A film about the wilderness within.

 Ranger is a story about rite of passage. Set within Kenya’s Maasai homeland, an intimate and contemporary story of self-discovery unfolds, as 12 women become East Africa’s first all-female anti-poaching unit. Upending the male-dominated, reliance upon military-style training to make a wildlife ranger, Virginia, Liz, Momina and Damaris instead undergo a year-long program of deep trauma-release and healing, triggering profound transformation within themselves and sending shockwaves through their communities.   

 During the period of production, the Maa communities of Northern Kenya underwent a mass-initiation that occurs roughly once every decade. Thousands of boys became warriors, through a month-long celebration culminating in circumcision. Today, there is no legal rite of passage whereby girls come to be seen as women by their communities. In this light, a young woman from one of Kenya’s pastoralist communities who pursues and attains the authority of a wildlife ranger becomes something much more than a skilled professional. She becomes of symbol.

 The women of Ranger want the audience to feel what poured out during the course of their journey- the joy and the pain. It is their desire to tell this story in a raw and direct manner. What happened in their room and around their campfires was sacred to the group, but their intention is to let their experience inspire other women just like them.

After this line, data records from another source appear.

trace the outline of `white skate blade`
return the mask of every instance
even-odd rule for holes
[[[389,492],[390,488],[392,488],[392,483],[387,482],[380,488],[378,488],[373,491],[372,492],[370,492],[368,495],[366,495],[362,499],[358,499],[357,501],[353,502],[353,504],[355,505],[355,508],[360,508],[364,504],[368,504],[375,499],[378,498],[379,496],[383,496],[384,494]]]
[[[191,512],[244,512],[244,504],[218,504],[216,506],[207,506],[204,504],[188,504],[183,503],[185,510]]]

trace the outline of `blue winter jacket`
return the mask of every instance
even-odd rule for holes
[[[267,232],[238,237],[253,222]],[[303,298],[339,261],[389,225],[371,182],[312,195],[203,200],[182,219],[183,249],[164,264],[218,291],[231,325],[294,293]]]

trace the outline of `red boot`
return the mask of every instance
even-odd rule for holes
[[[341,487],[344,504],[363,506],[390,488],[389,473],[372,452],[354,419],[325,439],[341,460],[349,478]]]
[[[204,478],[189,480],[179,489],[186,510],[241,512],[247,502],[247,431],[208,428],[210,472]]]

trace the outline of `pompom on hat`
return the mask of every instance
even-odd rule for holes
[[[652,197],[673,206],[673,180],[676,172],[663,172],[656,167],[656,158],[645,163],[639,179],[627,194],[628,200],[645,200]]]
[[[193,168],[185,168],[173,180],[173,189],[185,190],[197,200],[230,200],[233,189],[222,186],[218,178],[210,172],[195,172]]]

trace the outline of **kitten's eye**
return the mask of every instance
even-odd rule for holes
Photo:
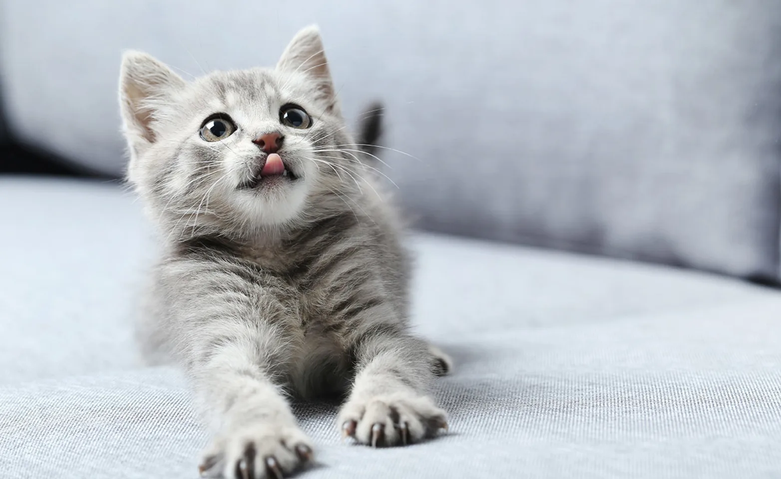
[[[206,119],[201,126],[201,137],[206,141],[225,140],[236,131],[236,125],[225,115]]]
[[[283,125],[300,130],[312,126],[312,118],[298,105],[286,105],[280,108],[280,121]]]

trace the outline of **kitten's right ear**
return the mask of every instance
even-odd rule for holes
[[[169,102],[185,82],[164,63],[141,51],[122,56],[119,73],[119,108],[125,134],[134,148],[155,140],[152,130],[159,107]]]

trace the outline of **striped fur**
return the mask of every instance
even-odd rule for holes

 Ranger largely takes place on the Laikipia plateau, against the slopes of the snow-capped Mount Kenya. It is a place of warriors, pastoralists, horizons lined by acacia trees, plains roamed by giants. While it is a deeply human story, the film also pays homage to this precious place, to the natural symphony of rain, blistering heat, the thirst of land and animal alike, the crisp night, the exhilarating vulnerability of sleeping in the bush under the moon and stars.


Ranger is a love letter to all of this, and a call to action to a new generation of heroes and heroines.